Pero ahora que el fútbol ya no me llenaba como antes y que mamá faltaba, poco a poco estaban intentando quitarme la música también. Y sin forma de calmarme ni de evadirme… La llegada al límite y la caída al abismo eran inminentes.

*****

Una vez más, la mansión Di rigo era envuelta y acariciada por una melodía incorpórea que pese a no poder hablar ni tocar, como lo que comúnmente entendemos por hablar y tocar,  sí que podía introducirse en el pecho de las personas a las que llegaba a alcanzar y transmitirle los sentimientos que emanaban de ella.

Y precisamente por aquella razón, todos habrían notado el abismal cambio de aquella música con respecto a la que yo solía tocar. Era la misma melodía de otras muchas veces, sí. Pero había cambiado de escala completamente a propósito para poder entregarle a aquella melodía una parte de mi dolor y así conseguir que aquella música, aunque fuese de forma casi imperceptible, pudiese llevarse algo de mi sufrimiento.
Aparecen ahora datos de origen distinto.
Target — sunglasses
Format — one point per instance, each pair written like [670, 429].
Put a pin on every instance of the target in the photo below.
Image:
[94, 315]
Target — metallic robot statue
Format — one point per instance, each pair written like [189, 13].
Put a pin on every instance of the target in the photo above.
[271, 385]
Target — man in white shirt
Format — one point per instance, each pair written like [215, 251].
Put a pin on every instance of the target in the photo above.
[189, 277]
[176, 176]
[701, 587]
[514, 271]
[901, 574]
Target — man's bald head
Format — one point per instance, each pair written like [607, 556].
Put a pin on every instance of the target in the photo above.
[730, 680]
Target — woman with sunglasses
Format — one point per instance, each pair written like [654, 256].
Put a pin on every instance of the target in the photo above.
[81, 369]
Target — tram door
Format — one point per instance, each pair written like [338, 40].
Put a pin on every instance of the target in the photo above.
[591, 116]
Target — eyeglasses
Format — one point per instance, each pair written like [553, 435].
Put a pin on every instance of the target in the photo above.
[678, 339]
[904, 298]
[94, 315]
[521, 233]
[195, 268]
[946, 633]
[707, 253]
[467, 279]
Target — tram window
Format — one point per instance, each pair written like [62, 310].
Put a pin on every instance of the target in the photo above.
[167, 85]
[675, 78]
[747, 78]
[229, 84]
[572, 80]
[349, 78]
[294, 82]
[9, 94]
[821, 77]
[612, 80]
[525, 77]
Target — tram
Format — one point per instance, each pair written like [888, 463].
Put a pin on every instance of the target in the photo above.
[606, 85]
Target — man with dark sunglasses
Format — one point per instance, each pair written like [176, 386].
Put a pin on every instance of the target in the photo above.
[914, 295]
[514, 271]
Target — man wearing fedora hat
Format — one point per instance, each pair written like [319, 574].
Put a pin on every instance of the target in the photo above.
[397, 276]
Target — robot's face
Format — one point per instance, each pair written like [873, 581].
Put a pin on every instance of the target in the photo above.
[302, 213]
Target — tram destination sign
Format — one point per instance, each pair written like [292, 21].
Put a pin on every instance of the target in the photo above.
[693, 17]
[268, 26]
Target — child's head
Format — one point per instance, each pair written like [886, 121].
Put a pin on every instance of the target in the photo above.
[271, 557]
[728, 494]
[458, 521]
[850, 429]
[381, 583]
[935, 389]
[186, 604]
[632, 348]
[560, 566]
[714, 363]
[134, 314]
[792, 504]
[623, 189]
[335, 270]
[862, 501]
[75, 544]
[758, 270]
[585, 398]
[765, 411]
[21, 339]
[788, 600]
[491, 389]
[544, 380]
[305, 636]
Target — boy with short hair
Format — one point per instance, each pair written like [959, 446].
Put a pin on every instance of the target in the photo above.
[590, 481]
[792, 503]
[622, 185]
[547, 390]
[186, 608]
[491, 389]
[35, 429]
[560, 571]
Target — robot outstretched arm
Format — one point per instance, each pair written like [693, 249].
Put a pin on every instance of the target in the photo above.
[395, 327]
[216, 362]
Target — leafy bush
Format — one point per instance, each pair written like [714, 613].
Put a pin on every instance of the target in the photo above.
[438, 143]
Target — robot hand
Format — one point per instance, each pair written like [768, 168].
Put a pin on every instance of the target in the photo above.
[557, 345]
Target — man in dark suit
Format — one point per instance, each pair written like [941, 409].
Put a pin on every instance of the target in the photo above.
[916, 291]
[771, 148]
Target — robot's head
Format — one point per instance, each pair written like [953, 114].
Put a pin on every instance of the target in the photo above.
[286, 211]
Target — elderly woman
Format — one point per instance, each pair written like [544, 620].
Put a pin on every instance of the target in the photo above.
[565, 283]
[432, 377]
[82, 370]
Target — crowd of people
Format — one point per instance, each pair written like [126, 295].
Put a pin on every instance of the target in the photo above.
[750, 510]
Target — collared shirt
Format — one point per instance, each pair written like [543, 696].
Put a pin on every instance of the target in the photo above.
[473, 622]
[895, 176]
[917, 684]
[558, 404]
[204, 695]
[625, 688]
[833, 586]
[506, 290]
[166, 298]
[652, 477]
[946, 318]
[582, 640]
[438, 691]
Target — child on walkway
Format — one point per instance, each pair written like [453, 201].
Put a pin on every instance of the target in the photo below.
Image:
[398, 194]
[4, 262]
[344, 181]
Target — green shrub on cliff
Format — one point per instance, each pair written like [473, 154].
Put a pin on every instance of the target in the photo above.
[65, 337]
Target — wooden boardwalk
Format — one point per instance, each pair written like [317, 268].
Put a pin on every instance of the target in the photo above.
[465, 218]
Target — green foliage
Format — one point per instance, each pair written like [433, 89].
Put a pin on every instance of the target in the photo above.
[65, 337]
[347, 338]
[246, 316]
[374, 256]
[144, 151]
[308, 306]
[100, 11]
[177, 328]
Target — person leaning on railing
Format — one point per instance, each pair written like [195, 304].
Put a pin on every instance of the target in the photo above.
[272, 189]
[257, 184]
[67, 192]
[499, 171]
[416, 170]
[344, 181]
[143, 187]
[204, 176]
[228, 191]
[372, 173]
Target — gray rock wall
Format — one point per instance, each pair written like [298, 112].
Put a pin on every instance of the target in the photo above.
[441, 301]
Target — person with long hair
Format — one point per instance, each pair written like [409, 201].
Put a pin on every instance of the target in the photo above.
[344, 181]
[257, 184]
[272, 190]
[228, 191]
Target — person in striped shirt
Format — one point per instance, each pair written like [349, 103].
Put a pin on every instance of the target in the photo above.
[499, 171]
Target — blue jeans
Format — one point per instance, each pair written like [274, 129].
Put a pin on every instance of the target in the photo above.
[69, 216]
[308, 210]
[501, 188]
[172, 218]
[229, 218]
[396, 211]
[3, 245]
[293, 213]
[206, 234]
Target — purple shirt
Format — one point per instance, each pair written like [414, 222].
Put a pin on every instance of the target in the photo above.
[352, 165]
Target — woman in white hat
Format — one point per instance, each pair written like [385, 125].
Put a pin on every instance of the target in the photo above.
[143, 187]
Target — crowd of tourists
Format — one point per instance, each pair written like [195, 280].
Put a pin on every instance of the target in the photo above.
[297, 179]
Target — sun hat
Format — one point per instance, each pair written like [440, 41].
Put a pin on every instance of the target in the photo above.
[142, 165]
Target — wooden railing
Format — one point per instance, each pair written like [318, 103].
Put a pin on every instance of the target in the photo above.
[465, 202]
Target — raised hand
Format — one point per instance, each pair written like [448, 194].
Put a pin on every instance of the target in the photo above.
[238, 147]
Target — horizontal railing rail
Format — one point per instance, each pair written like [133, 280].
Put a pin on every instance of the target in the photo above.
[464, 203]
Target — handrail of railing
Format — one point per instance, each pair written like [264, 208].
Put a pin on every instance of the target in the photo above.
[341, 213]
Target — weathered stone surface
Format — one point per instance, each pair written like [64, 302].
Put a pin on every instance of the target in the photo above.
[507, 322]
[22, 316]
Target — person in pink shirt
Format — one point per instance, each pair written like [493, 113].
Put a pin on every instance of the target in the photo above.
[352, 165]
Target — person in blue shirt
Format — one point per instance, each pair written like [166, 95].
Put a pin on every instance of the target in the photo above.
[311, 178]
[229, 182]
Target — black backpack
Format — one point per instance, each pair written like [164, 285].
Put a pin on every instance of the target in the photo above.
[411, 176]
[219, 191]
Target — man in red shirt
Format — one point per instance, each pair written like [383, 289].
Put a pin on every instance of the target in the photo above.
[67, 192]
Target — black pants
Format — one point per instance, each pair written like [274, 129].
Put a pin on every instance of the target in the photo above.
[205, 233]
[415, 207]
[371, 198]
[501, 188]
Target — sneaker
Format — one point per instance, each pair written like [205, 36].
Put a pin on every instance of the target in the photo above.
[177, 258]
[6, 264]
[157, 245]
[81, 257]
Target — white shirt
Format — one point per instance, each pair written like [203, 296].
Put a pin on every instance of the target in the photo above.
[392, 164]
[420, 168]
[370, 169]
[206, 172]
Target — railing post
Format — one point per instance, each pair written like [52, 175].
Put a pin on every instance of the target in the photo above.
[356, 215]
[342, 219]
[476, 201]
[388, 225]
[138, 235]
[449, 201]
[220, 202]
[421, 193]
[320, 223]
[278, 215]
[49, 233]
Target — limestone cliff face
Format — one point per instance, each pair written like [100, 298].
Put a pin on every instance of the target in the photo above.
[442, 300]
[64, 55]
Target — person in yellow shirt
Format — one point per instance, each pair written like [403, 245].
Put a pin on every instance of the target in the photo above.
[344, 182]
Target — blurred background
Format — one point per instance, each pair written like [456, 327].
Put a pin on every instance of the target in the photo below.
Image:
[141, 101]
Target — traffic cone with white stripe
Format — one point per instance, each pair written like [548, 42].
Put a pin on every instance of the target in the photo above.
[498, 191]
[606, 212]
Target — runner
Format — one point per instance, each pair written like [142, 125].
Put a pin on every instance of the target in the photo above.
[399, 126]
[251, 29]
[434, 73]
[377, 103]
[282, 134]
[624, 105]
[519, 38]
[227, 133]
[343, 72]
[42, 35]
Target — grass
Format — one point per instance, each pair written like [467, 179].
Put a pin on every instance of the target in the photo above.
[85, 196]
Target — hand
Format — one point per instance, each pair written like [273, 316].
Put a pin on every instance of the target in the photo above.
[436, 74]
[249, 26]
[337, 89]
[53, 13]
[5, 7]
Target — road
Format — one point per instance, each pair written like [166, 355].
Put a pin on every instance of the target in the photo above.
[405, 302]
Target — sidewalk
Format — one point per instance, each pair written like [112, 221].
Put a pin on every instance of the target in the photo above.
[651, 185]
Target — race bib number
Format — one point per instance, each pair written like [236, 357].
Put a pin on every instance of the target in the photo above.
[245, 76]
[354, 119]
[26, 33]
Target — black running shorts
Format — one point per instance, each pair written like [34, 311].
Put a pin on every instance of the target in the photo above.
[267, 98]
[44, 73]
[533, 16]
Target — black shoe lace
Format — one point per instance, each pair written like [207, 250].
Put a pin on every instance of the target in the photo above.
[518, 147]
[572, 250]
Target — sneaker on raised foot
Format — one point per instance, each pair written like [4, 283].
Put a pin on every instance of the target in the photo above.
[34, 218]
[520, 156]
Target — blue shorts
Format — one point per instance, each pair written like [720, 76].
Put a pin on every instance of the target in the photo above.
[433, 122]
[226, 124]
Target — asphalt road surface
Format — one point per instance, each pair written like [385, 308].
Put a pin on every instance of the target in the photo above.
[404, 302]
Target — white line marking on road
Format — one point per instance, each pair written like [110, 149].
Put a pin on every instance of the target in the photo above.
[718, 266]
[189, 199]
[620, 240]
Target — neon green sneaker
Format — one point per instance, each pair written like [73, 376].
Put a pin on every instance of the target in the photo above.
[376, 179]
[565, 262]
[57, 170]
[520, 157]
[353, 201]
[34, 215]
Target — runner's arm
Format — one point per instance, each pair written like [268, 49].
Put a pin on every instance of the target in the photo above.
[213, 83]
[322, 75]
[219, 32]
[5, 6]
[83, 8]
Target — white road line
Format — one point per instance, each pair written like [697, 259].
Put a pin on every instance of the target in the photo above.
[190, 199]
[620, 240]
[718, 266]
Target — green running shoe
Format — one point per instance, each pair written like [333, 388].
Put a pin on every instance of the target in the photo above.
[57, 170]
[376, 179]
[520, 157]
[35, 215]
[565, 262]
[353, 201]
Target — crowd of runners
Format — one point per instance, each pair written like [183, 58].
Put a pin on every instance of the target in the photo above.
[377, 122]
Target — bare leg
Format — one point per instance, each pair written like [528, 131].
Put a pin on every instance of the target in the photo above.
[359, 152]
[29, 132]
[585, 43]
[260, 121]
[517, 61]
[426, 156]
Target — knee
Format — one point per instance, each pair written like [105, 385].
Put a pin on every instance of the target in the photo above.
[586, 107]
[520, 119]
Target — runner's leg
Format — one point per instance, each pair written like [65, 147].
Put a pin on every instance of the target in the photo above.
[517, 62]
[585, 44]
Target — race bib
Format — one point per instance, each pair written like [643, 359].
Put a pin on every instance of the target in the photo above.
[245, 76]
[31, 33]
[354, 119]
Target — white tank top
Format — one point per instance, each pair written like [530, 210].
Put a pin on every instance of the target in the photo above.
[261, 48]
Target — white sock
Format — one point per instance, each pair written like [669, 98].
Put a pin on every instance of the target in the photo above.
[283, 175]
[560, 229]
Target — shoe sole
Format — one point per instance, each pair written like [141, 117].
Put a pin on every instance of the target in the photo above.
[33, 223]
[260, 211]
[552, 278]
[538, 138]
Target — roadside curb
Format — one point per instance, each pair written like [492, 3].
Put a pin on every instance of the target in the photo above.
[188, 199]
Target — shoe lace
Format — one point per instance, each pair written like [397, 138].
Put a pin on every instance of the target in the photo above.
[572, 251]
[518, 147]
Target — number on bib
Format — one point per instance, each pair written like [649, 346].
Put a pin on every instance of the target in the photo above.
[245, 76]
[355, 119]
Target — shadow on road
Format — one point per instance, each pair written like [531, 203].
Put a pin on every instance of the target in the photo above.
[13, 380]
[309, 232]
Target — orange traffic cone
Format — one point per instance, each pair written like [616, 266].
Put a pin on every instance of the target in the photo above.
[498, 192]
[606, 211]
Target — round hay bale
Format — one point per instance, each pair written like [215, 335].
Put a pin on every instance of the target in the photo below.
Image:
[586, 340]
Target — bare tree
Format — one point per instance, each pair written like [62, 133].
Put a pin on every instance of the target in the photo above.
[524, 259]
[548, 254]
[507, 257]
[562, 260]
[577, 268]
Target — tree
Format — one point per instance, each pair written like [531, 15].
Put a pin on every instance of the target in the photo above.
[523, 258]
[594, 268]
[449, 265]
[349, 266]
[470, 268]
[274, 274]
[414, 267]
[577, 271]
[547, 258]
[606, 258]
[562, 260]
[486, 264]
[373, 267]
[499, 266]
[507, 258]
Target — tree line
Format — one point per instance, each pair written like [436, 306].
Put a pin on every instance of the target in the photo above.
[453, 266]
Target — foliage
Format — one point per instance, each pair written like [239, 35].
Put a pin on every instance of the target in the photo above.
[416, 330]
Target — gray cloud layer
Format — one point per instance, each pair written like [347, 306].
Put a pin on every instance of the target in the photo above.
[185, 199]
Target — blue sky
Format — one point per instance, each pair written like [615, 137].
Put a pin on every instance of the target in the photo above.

Se suponía que eso hacían los músicos, poner sus sentimientos en sus composiciones. Pues bien, no todos los sentimientos son buenos ni todas las melodías alegres.

Padre había contratado a un profesor de piano para que pudiese continuar con mi aprendizaje. Lo había hecho a modo de disculpa por la paliza del otro día, pero si hubiese pensado tal solo un poco, se habría dado cuenta que un profesor de piano era lo peor que podía darme en aquellos momentos.

Mamá me había enseñado a tocar personalmente. Durante seis años, todas las tardes en las que no tenía entrenamiento ni ella trabajo, nos habíamos encerrado en la sala del piano y mamá me había ido guiando en el hermoso arte del piano. Muchos dicen que los virtuosos poseen un talento natural para la música, pero si me preguntan a mí… Sin duda diría que con mi madre como maestra cualquiera podía ser un virtuoso. Ella me había enseñado todo lo que sabía, a reconocer las notas tan solo con oírlas y sin necesidad de mirar el teclado, a desconectar totalmente del mundo mientras tocaba, a hacerme uno con mi música y a componer de forma espontánea, simplemente dejándome llevar por lo que sentía y seleccionando las notas en el orden que mejor los representaban a cada momento. Ella me había hecho un virtuoso, sin su ayuda, todavía estaría memorizando el teclado. Esa era una de las pocas cosas de las que podía estar completamente seguro.

Pero aquel día, observado por aquel hombre al que debía llamar profesor, sentía que el piano no respondía a mí. Era como un ser vivo, como una mascota que sabía cuando quería y cuando no quería ser acariciada. Y sabía que no quería ser tocado como lo estaba siendo, de forma forzada y por dedos temblorosos e indecisos que tendían a equivocarse de tecla.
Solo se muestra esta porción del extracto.